There are three major conditions that cause cold air in your home.
1. Many older homes are heated by fireplaces that can produce sizeable drafts. Because most of the heat from a fire goes up the chimney, the suction this creates draws air back into a room.
2. The second cause of the movement of air that can produce a draft is your heating and air conditioning unit. During the heating cycle is when you feel the draft because air coming out of the registers is warm; it rises so cooler air circulates below.
3. The third reason for drafts has to do with the wind blowing outside. The pressure that is created pulls the inside air to the far side of your house. Only a perfectly sealed home, which exists in all probability in theory only, does not experience air movement when the cold winds blow.
The ways you address drafts are dependent upon the type of home you have and where the most penetration of air is coming from.

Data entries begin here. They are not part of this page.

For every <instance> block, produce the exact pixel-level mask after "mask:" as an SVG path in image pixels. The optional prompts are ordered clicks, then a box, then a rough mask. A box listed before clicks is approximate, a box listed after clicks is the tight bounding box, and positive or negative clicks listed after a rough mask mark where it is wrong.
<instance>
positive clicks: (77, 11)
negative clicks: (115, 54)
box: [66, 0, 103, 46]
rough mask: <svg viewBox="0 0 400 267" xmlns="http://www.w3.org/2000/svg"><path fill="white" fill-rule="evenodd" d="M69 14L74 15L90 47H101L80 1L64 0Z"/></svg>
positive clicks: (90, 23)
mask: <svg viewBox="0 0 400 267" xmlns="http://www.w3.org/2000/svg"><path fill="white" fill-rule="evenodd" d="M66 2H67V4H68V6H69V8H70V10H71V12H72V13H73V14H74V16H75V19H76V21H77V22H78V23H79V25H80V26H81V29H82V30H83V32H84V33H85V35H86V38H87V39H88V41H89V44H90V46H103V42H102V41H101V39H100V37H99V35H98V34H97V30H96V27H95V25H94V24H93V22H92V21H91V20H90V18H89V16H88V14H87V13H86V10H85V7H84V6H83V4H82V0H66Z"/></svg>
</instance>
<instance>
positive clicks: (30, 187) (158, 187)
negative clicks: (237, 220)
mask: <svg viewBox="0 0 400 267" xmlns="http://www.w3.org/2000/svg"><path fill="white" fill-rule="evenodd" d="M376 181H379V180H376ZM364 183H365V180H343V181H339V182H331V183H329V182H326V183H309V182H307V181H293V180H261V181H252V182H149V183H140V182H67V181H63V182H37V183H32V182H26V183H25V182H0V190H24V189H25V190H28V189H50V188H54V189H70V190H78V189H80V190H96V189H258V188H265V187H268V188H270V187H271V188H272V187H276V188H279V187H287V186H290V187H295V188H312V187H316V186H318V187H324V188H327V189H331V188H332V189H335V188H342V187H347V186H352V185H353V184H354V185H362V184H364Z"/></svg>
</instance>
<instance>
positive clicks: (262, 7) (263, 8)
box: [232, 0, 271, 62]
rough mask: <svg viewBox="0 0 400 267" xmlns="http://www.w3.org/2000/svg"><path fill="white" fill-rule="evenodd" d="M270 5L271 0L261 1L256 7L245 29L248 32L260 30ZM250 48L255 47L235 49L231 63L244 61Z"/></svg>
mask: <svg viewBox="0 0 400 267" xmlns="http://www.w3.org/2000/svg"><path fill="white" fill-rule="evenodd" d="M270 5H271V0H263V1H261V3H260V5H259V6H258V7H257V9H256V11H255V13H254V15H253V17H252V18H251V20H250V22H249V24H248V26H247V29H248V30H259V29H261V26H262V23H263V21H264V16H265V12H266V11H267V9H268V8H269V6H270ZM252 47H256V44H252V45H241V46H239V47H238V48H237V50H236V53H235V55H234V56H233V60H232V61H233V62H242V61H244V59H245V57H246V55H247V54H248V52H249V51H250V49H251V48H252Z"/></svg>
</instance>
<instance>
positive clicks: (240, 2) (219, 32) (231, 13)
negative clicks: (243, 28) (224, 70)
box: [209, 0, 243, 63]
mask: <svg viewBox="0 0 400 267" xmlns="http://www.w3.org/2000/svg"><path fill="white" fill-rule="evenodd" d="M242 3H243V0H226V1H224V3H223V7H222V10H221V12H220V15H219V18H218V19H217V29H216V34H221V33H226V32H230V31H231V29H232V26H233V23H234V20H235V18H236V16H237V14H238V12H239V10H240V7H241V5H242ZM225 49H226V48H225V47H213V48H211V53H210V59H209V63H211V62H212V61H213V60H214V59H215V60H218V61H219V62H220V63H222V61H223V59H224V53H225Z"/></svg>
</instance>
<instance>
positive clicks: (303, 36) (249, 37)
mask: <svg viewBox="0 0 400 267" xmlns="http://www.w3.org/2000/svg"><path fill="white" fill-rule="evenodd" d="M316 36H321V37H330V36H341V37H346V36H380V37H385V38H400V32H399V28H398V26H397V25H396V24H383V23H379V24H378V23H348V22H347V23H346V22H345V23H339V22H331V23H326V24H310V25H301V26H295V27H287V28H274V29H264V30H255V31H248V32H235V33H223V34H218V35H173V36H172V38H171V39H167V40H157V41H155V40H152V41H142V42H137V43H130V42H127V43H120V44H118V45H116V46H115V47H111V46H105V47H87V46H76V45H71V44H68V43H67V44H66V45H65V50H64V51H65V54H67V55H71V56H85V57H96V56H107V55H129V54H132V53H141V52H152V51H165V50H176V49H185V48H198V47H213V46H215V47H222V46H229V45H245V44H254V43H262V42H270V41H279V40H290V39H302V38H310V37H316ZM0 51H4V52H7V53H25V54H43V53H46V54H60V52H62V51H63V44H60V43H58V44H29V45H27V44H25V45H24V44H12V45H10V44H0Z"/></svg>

Insulation in the attic may need replenishing, but it does not in itself stop drafts. If ductwork is in the attic, it needs to be completely insulated so air escaping doesn't add to the draft situation.
Re-caulking around windows and doors and, if applicable, at cracks in lap siding is a good place to start on eliminating drafts. After that, replacing worn weather-stripping around doors and checking windows for air infiltration covers the standard bases. Then you begin to fine tune other possible problem areas.
A couple of other places to seal leaks are around electrical boxes and baseboards. You can buy gaskets to place at light switches and receptacle boxes to control airflow. The best way to seal behind baseboards is to remove them and apply foam insulation; an alternative is to pull back carpeting and apply foam to fill the gap, or in hardwood flooring areas to caulk at the baseboard and shoe mold areas.
It may not be possible to stop all the drafts in your home, but the more effort you put toward doing so, the less temperature change you will have throughout the home, resulting in an improved comfort level and lower utility bills.